Cluster node fails to join cluster, goes to REMOTE_BUILD state but doesn't reach RUNNING

book

Article ID: 100025280

calendar_today

Updated On:

Description

Error Message

a) Veritas High Availability engine service starts and GAB membership attained

GAB INFO  V-15-1-20036 Port h gen 63d1da membership 01.

b) the second node logs that GAB-HAD heartbeat is not occurring, for example the following appear until the timeout setting:

GAB WARN V-15-1-20057 Port h process inactive 7 sec

c) GAB terminates HAD on the second node

 GAB INFO V-15-1-20032 Port h closed

d) service control manager says that the "Veritas High Availability engine terminated unexpectedly"

 

Cause

It may be possible in this scenario that there is a faulty LLT link, either the NIC card or network switch or patch cable may be introducing transient network errors.  This may be stopping HAD from communicating between the nodes such as when the second node must build its configuration from another node, or causing GAB membership changes such that GAB must terminate HAD

Resolution

Review the output from command prompt "lltstat" to see if there are any LLT errors.  Troubleshoot LLT network components for any errors.

 

 

Issue/Introduction

A cluster node starts and attempts to join a node where HAD (Storage Foundation for Windows High Availbility Daemon) is already in the RUNNING state.  The second node starting is unable to join the cluster, the GAB service logs on that node that it joins the cluster membership and Service Control Manager logs that the Veritas High Availability engine successfully entered the running state.
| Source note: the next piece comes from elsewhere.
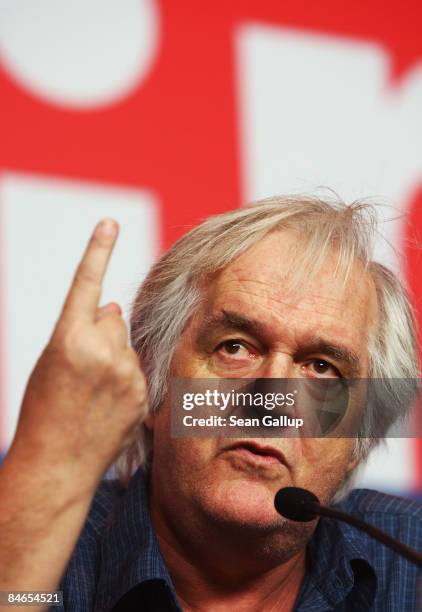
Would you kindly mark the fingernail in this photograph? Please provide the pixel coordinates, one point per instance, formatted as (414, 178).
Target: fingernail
(108, 227)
However the second node is unable to GAB-HAD heartbeat and GAB immediately starts logging process inactive, up until the timeout, at which point it will log "port h closed" which means the cluster engine was terminated. In terms of the cluster state, the engine on the second node moves into REMOTE_BUILD state but never reaches the RUNNING state.  Note that the service "Veritas High Availability Engine" running is not the same as the engine state RUNNING.